Monte San Giusto sempre più comune green e attento alla transizione energetica. E stata presentata dal sindaco Andrea Gentili, dallassessore Giancarlo Bagazzoli, dalla consigliera comunale Erica Corradini, con Alessandro Broccatelli, Mario Battelli e Luciano Minerva (del gruppo Leganet) la costituzione della prima Comunità Energetica Rinnovabile (CER), uniniziativa innovativa e senza scopo di lucro che coinvolge cittadini, imprese, enti pubblici e privati nella produzione, condivisione e consumo locale di energia da fonti rinnovabili.

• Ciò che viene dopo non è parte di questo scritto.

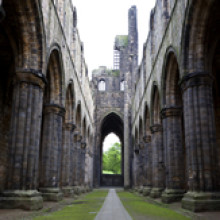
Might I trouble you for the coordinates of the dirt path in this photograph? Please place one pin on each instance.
(112, 208)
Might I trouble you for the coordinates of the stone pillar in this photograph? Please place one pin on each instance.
(157, 161)
(82, 167)
(74, 160)
(148, 164)
(21, 189)
(78, 163)
(200, 141)
(141, 166)
(136, 166)
(67, 188)
(174, 154)
(2, 11)
(51, 152)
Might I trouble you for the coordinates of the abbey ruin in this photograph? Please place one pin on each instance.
(166, 111)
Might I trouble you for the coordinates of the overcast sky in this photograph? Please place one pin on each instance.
(99, 21)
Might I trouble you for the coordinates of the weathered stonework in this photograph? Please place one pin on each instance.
(45, 80)
(166, 111)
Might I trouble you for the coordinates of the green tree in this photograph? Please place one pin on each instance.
(111, 159)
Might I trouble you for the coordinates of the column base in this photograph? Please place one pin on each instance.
(201, 201)
(21, 199)
(146, 191)
(83, 189)
(77, 190)
(68, 191)
(156, 192)
(51, 194)
(172, 195)
(140, 189)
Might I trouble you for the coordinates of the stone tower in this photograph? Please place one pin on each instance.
(113, 94)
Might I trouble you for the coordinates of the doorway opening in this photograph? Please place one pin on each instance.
(111, 155)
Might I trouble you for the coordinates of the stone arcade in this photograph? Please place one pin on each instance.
(166, 111)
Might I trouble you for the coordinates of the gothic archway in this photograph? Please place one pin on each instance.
(112, 123)
(201, 37)
(173, 131)
(51, 143)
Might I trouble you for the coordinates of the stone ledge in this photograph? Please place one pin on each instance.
(201, 201)
(172, 195)
(21, 199)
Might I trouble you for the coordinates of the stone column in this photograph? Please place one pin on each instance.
(78, 163)
(148, 164)
(200, 141)
(174, 154)
(73, 161)
(157, 161)
(67, 188)
(2, 11)
(141, 166)
(21, 189)
(135, 167)
(82, 167)
(51, 152)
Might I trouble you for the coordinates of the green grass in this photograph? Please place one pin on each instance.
(139, 209)
(84, 209)
(107, 172)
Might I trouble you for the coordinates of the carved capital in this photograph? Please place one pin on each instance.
(77, 137)
(141, 145)
(171, 111)
(30, 77)
(69, 126)
(147, 138)
(2, 11)
(196, 79)
(136, 148)
(83, 144)
(54, 108)
(156, 128)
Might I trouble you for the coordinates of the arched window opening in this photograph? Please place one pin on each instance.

"La costituzione della Comunità energetica era un impegno che avevamo preso con i cittadini ha spiegato il sindaco Gentili -, perché l'amministrazione comunale ha messo tra le priorità la sfida della transizione energetica. La CER, come dice la parola stessa, crea una comunità che dimostra attenzione e sensibilità ambientale, un gruppo di membri che stanno insieme per condividere energia e redistribuire le risorse derivanti dalla tariffa incentivante riconosciuta dal GSE per l'energia rinnovabile prodotta e condivisa all'interno della comunità".

A Monte San Giusto hanno aderito alla CER, soggetti pubblici, privati e aziende che potranno beneficiare di una serie di vantaggi.

"Anche per i Comuni con popolazione superiore a 5mila abitanti viene riconosciuto un contributo a fondo perduto del 40% sugli impianti fotovoltaici ha spiegato ancora l'amministrazione -, poi c'è la tariffa incentivante che si applica all'energia condivisa e si compone di una parte fissa (che varia in base alla taglia dell'impianto) e una parte variabile (legata al prezzo zonale orario dell'energia, Pz) e che, quindi, va a ridurre il carico delle bollette sui cittadini, per non parlare dell'importante riduzione di Co2 nell'aria e dell'avvicinamento agli obiettivi dell'Agenda 2030. Per quanto riguarda le imprese, inoltre, oltre alla riduzione dei costi dell'energia, la partecipazione alla CER rappresenta un'iniziativa ad alto valore sociale in grado di generare equità energetica e favorire la coesione territoriale; miglioramento della reputazione aziendale, con possibilità di valorizzare l'adesione in termine di CSR (responsabilità sociale d'impresa)".

Nelle prossime ore l'amministrazione e i tecnici incontreranno i partecipanti alla Cer e poi partirà una nuova campagna di adesioni per allargare la Comunità anche ai cittadini e alle imprese dei Comuni limitrofi.